A arte de exercer autoridade empática bem em 10 etapas
As sugestões a seguir podem ser eficazes no exercício de um tipo de autoridade mais consistente e equilibrado.
- Seja claro sobre o que você quer e o que pode pedir . Assim será mais fácil transmitir. Dê mais do que você pede e compartilhe seus sucessos de uma maneira que os outros sintam que são seus.
- Os padrões são úteis, desde que sejam considerados a partir da regra de ouro da flexibilidade : eles sempre podem ser melhorados.
- Ofereça alternativas à crítica ou torne mais fácil para a pessoa refletir sobre como fazer melhor.
- Aprenda a diferenciar o que as pessoas fazem do que são . Dizer: "Você jogou a água" apenas alude ao evento. "Você é um desastre" desqualifica e afeta a identidade do outro sem ajudá-lo a melhorar.
- Pratique a humildade , primeiro descobrindo como você participa da manutenção de cada problema que deseja enfrentar.
- A autoridade requer um certo autocontrole e senso de justiça : qualquer ser humano pode ser visitado pela raiva ou impotência. O importante é reconhecer esses sentimentos, colocá-los em contexto e agir de acordo. Se nos invadem com frequência, é provável que não tenham nada a ver com o que está acontecendo: talvez seja um bom momento para nos permitirmos ser ajudados.
- É impossível ser bom em todas as horas. Ao exercer autoridade, você precisa ser firme ou tomar decisões de que nem sempre gosta.
- Liderar pelo exemplo significa ser mais do que dizer: manter compromissos e respeitar a si mesmo e aos outros no que você faz
- Perca o medo de ser flexível ou exigente . A combinação ou escolha depende de cada caso.

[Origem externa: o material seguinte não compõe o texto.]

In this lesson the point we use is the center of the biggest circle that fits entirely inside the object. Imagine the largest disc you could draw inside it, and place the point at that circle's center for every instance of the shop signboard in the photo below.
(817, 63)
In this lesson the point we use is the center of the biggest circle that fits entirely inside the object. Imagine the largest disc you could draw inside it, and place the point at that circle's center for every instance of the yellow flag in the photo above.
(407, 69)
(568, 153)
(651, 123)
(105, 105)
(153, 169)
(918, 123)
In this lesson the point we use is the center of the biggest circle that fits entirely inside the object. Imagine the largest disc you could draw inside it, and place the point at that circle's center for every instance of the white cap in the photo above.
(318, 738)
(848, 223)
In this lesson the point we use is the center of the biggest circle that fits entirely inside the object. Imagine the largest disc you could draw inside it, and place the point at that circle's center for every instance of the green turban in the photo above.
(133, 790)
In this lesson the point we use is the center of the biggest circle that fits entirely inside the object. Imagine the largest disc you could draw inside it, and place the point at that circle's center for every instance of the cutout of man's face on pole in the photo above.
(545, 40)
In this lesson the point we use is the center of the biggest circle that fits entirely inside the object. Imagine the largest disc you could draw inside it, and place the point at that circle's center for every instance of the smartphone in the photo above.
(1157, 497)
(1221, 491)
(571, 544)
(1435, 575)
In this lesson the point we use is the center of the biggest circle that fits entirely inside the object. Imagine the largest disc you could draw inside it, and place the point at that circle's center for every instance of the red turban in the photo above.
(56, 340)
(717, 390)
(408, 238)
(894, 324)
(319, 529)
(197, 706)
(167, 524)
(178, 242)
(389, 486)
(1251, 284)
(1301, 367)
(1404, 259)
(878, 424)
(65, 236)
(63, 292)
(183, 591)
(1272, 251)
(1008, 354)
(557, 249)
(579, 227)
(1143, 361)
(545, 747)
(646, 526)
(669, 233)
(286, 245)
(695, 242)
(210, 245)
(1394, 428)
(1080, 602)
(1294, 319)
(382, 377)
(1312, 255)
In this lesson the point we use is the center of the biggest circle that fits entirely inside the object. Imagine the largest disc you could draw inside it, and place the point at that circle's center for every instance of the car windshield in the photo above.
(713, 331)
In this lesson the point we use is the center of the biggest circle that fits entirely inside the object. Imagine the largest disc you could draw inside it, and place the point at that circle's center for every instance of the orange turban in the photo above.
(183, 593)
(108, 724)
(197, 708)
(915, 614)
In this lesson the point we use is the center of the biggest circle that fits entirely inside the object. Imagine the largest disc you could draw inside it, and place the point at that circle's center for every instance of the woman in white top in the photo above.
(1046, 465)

- As mensagens de autoridade devem ser transmitidas com empatia ou respeito pelo lugar do outro no mundo.
Confiança em vez de medo
O estilo nivelador de comunicação que Virginia Satir incentivou indica como exercer a liderança criativa , conectando-se aos aprendizados que a experiência proporciona e se reajustando de acordo com as circunstâncias. No caso das crianças, isso facilita um vínculo aberto e de confiança com a sociedade, o que permite manter a polaridade entre as duas formas de educar que descrevemos, entre ensinar e permitir a aprendizagem.
Da mesma forma, em seus relacionamentos com autoridade, o adulto não espera se sentir deslocado do sistema por causa do medo , mas ser guiado pela confiança. Nossa atitude como figuras de autoridade bem poderia ser a da imagem do pastor com as ovelhas, ficando visíveis e próximos, nem muito para a frente, nem muito para trás, e intervindo apenas o que for necessário para a harmonia do rebanho no lugar.
Um exemplo que ensina mais do que conselhos
"Quem derrota os outros é forte, quem derrota a si mesmo é invencível." Com essas palavras, Lao Tzu e o taoísmo sugerem um caminho interessante a seguir.
A autoridade reside no nosso centro, no nosso próprio interior: superar-nos para poder ser congruentes entre as nossas solicitações, modos e atos. É por isso que qualquer criança facilmente aponta nossas incongruências se quisermos que ela faça algo que nós mesmos não fazemos ou não acreditamos.
Milton Erickson, um psicoterapeuta lendário, costumava pedir a seus pacientes que fizessem coisas que poderiam parecer implausíveis para serem curadas. Quando lhe perguntaram por que ele confiava daquela maneira que o escutariam, ele disse: "Como eles podem não fazer isso, eles sabem que estou falando sério!"